Evolutions of SNRs with respect to iterations for “motion” blur. Left: the scenario of medium motion blur; right: the scenario of severe motion blur (pepper)

In Figs. 3 and 4, we plot the evolutions of SNR values with respect to iterations for cameraman. Then, in Table 3, we set \(Tol=10^{-6}\) in the stopping criterion (6.7) and report the respective “It.” and “CPU” for the Gaussian and medium motion blur cases when some well-approximated “maximal” SNR values (as observed in Figs. 3, 4) are achieved. The reason we set \(Tol=10^{-6}\) is that we found it is sufficiently accurate for these cases to achieve high SNR values. In Table 4, we report the results for the severe motion blur case. Since the model is generally more ill-conditioned with severer blur, \(Tol=10^{-6}\) is not enough to restore images with acceptable quality. So, in this table, we test the case with Tol is as small as \(10^{-8}\) and report all the results when \(Tol=10^{-6}, 10^{-7}\) and \(10^{-8}\). Figures 5 and 6 and Tables 5 and 6 are the results for the pepper.
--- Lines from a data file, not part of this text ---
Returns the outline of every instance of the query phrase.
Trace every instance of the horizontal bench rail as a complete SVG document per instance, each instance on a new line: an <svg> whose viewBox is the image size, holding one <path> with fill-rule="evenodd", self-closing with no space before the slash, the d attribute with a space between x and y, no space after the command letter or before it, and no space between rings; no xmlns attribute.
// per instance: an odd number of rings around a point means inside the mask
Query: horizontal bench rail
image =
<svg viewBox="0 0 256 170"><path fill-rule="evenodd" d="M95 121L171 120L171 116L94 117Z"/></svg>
The reported experiment results clearly show the efficiency of some specific generalized PDHG algorithms derived from the algorithmic framework (1.4). In particular, the completely symmetric version (4.12) is competitive with the overrelaxed version (4.8) and they both improve the generalized PDHG in (1.2) favorably. These preliminary numerical results verify the possibility of specifying more efficient algorithms based on the algorithmic framework (1.4).

Table 5 Numerical results for pepper with \(Tol = 10^{-6}\)
Table 6 Numerical results for pepper with severe motion blur and different Tol

7 Conclusions

We propose an algorithmic framework of generalized primal–dual hybrid gradient (PDHG) methods for saddle point problems. We theoretically study its convergence and numerically verify the efficiency of some specific algorithms derived from the algorithmic framework. This algorithmic framework includes some existing PDHG schemes as special cases, and it yields a class of new generalized PDHG schemes. It also possesses some theoretical advantages such as the worst-case convergence rate measured by the iteration complexity in a nonergodic sense. Our analysis provides a unified perspective to the study of some PDHG schemes for saddle point problems. It is interesting to know if our analysis could be extended to some special nonconvex cases with strong application backgrounds in image processing such as some semiconvex variational image restoration models. We leave it as a research topic in the future.